Game and Watch Series

A portable Super Mario Brothers Game and Watch console

Nintendo’s lightest device weighs 0.07 kg (0.15 lbs), and it’s also the company’s first handheld. The Game & Watch brand was launched in 1980 and sold 43.4 million units until it ceased production in 1991.

The product got its name from game designer Gunpei Yokoi as it included both a watch and a game on its LCD display. After generations of manufacturing playing cards, this resounding success set the Japanese company on its pioneering path.

Game Boy Color

An image of a GameBoy Color

The Game Boy Color weighs 0.14 kg (0.30 lb) and was released in Japan in October 1998 as part of the fifth generation of consoles. Nintendo manufactured the handheld until March 2003 and sold 118 million units of it and the original.

RELATED: Top 10 Game Boy and Game Boy Color Games That Hold Up Today

Its most popular game (Pokemon Gold and Silver) has sold over 23 million units worldwide.

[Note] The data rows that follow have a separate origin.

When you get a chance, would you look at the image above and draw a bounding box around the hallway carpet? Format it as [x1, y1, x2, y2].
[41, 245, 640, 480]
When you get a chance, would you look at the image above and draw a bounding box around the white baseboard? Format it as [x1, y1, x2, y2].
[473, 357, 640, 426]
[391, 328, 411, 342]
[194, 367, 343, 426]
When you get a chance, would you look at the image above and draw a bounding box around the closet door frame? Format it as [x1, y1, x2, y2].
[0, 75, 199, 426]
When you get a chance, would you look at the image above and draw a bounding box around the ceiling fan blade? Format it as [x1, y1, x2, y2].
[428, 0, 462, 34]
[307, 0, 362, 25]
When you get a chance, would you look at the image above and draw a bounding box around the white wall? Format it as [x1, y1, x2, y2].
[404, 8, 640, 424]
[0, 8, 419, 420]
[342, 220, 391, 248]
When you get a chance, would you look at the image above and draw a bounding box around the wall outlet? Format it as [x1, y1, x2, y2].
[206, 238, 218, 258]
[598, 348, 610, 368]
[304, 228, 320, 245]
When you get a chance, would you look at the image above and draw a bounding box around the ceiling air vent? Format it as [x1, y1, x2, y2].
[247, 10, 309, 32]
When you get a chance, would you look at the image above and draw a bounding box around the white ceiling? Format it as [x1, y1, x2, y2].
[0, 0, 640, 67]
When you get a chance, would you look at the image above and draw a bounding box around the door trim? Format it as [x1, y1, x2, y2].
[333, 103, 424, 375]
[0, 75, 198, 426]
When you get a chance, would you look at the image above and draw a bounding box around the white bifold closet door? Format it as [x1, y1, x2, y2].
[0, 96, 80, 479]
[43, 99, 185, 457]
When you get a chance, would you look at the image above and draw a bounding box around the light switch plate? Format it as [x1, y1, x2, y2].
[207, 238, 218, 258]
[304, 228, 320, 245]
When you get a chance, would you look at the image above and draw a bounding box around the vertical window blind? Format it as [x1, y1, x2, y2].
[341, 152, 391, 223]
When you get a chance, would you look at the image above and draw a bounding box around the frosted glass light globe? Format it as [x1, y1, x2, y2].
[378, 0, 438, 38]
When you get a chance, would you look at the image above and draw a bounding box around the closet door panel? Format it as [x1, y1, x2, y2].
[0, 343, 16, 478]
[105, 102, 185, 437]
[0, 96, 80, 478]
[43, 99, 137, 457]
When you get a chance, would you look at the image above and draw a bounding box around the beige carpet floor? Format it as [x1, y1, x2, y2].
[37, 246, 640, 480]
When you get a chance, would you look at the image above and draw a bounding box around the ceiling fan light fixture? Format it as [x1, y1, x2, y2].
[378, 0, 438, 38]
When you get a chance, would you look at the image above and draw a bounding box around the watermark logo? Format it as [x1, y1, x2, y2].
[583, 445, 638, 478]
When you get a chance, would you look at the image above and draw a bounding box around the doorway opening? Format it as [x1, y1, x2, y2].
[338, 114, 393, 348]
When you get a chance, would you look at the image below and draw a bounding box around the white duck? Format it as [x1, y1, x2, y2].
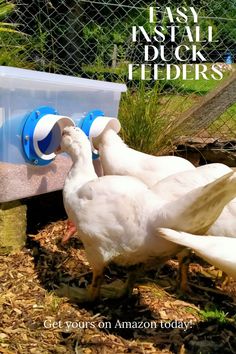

While you still don’t want to play this one in a dimly lit room, this device has helped the handheld market jump into the new millennium.

Game Boy Advance

A photo of a Game Boy Advance

The Game Boy Advance also weighs 0.14 kg (0.30 lb) and was released in Japan in March 2001. Nintendo manufactured the handheld console until 2010 in North America and sold over 81 million units. .

The GBA did not see the same sales as its predecessor because it was offered at a high price with questionable design choices from its engineers. However, that doesn’t mean it doesn’t have its fair share of hidden gems for retro game collectors.


The original Game Boy weighs 0.22 kg (0.49 lb) and it was released in Japan in April 1989. Nintendo drained this stone until it reached the last drop of blood in March 2003.

While not the video game giant’s first handheld, it has proven that a portable gaming system can not only thrive, but also break previous records. The Game Boy is today the proof of concept for an entire industry.

Nintendo 3DS

A photo of a Nintendo 3DS

The 3DS weighs 23 kg (0.51 lb) and was launched in Japan in February 2011. After its big unveiling at E3 2010, Nintendo manufactured the handheld until 2020 and sold 75.77 million of units.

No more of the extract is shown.